Based on our research experience, we offer the following recommendations for future work to enhance the accuracy of diagnosis, identify robust biomarkers, and support clinical evaluation of the disorder:

• Gather comprehensive and diverse datasets to account for the heterogeneity of ASD data and develop a robust, generalizable, and more clinically useful model.
• Conduct longitudinal studies to understand the developmental trajectory of ASD-related brain changes, identify predictive biomarkers, and improve early detection and intervention strategies.
• Investigate multimodal imaging-based classification by combining sMRI data with other methods (fMRI, EEG, genetic data) to provide a more comprehensive understanding of the neurobiological mechanisms underlying ASD, reveal additional biomarkers and improve the accuracy of diagnosis [28].
• Perform fine-grained analysis of subtypes or phenotypic variations within the ASD spectrum to identify unique biomarkers and enable personalized diagnostic approaches and targeted interventions.
• Validate ML-based diagnostic systems in real-world clinical settings to assess their feasibility, acceptability, and clinical utility.

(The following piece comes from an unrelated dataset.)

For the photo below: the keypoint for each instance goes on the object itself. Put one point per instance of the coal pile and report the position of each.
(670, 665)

• DL methods differ from traditional ML models as they eliminate the need for manual feature extraction and minimize information loss. However, training DL networks and uncovering intricate patterns requires extensive datasets. In our research, we intend to investigate DL models using large datasets, employing techniques such as data augmentation, generative adversarial networks, and transfer learning [5,27].
• Integrate Explainable AI (XAI) techniques to improve the interpretability of DL algorithms in the diagnostic process, enhancing their clinical utility and gaining trust and acceptance from clinicians and stakeholders. XAI explores the decision-making process, provides explanations for system behavior, and offers insights into future performance [67].

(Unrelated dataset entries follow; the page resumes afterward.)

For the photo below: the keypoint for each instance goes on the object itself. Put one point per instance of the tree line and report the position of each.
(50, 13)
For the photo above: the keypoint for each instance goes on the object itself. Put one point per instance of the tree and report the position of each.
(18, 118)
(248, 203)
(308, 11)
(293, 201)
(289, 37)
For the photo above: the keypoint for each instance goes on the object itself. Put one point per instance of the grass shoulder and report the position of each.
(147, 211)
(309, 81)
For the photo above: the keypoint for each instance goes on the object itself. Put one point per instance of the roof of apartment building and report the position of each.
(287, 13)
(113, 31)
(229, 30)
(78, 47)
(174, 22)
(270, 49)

• Use T7 scans to obtain accurate and clinically useful biomarkers for ASD diagnoses.
• Explore the potential of ML techniques for early classification of infants at risk for ASD, addressing challenges associated with processing and interpreting MRI images in pediatric brains.
• Explore the use of BrainSuite and DL-based FastSurfer tools as a more efficient alternatives to FreeSurfer for neuroimaging data processing, whose high efficiency has been demonstrated in numerous studies, such as epilepsy [68,69].

5. Conclusions

ASD poses challenges in understanding its biology and implementing effective interventions. Our research demonstrates the capability of ML algorithms to distinguish children with ASD using sMRI-derived morphological features. We evaluated and compared seven optimized ML models with hyperparameters tuning and features selection. The identified putative biomarkers may aid in understanding the disorder’s causes, treatment, and psychosocial interventions. Our best-performing models outperform the leading performers in the previous literature, with the added benefits of reduced complexity and improved interpretability. Including age and gender information further enhances performance. The GWO with SVM model achieves the highest accuracy (71%). This research advances our neurobiological understanding of ASD and behavior-based diagnosis. It also helps in identifying biomarkers of abnormalities and thus designing treatment options and directing the most successful interventions. However, further research and validation are needed to improve the success of ML-based ASD diagnosis. Our findings lay the foundation for future investigations and improvements in early and accurate ASD detection using sMRI and ML.